Death row killer from Sequim files plea for stay of execution

PORT ANGELES — Attorneys for former Sequim resident Darold Ray Stenson, who faces execution for murder on Dec. 3, have filed an appeal for a stay of execution with the state Supreme Court, after motions were denied in Clallam County Superior Court on Friday.

Clallam County Superior Court Judge Kenneth Williams ruled that he doesn’t have the authority to grant a stay of execution needed to conduct additional DNA testing requested by Stenson’s Seattle lawyers, Robert Gombiner and Sheryl McCloud, who appeared in court in Port Angeles.

Stenson, 55, who is on death row at Washington State Penitentiary in Walla Walla, is scheduled to be executed by lethal injection for murdering his wife and business partner in 1993 at his exotic bird farm southeast of Sequim.

If the state’s high court approves the appeal, Stenson’s execution would be put on hold until the testing can be conducted.

Clallam County Prosecuting Attorney Deb Kelly said filing the appeal itself will not affect the execution date.

“I have no idea how rapidly they will move,” she said, referring to the Supreme Court.

Convicted in 1994

Stenson was convicted in Clallam County in 1994 on two counts of first degree aggravated murder in the shooting deaths of his 28-year-old wife, Denise, and business partner Frank Hoerner, 33 on March 25, 1993.

Over the years since, Stenson has maintained that he is innocent.

Stenson’s lawyers claim that by using a new form of DNA testing, known as mini-STR, his innocence could be proven.

It allows a smaller amount of DNA to be tested than the technology permitted in 1994.

Kelly said the prosecution believes that further testing wouldn’t be adequate to prove Stenson’s innocence, since several people have handled the items that would be subject to testing — such as a firearm — without gloves after the original testing was done 14 years ago.

“They are handled by very likely as many as 12, 15 or 20 people,” she said.

“Finding somebody else’s DNA doesn’t tell you anything.”

Stenson’s lawyers couldn’t be reached for comment on Friday.

His execution would be the 78th in the state since 1904.

The last Washington state inmate to be executed was James Elledge in 2001.

Eight men are now on death row.

In 1994, prosecutors linked Stenson to the murders by arguing that he killed his wife for insurance money and murdered Hoerner in an attempt to frame him.

In an appeal, Stenson argued that Hoerner shot Denise Stenson and killed himself. The appeal was rejected by the state Supreme Court in July 1997.

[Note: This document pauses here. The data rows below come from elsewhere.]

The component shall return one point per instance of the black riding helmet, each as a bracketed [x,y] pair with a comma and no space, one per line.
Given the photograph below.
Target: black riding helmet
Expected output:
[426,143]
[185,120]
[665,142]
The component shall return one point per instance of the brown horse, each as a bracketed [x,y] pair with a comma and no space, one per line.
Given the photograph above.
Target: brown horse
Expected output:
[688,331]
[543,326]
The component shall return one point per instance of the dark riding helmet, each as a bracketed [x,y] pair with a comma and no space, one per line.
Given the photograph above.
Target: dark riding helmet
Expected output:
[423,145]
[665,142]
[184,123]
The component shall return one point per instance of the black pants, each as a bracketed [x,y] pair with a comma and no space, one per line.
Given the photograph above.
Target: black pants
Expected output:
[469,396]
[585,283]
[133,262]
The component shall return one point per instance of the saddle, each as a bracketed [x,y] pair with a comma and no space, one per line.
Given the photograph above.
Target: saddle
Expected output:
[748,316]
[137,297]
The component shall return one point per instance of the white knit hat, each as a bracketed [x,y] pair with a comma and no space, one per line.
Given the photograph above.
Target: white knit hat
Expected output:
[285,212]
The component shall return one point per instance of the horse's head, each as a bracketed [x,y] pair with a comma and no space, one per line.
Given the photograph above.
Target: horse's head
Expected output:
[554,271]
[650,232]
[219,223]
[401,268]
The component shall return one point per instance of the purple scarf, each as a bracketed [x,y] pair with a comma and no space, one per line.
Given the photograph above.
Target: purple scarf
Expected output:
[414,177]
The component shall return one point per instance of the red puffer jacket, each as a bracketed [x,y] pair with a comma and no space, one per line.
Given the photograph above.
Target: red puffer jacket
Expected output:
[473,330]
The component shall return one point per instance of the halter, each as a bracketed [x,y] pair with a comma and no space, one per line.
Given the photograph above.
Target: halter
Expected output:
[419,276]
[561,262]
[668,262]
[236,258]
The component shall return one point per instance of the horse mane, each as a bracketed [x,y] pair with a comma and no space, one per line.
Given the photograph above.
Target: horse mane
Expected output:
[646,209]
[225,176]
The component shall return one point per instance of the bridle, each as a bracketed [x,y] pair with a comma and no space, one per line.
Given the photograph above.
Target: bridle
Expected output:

The U.S. Supreme Court refused to hear an appeal from Stenson’s lawyers in March 1998.

The appeal went back to the state Supreme Court in September 1999, and Stenson’s lawyers asked the court to reconsider the death sentence in January 2004 in the wake of the Green River Killer receiving a life sentence as part of a plea bargain for the murders of 48 women.

Another appeal was rejected in November 2004, when the state Supreme Court found that it didn’t present new evidence.

Stenson’s lawyers questioned the constitutionality of the conviction, and the case went before U.S. District Court in 2005 before it reached the 9th U.S. Circuit Court of Appeals, which issued a mandate on Oct. 31 that terminates the federal court’s stay of execution.

Frank Hoerner’s widow, Denise Hoerner, who lives near Sequim, has said she doesn’t know if she will attend the execution.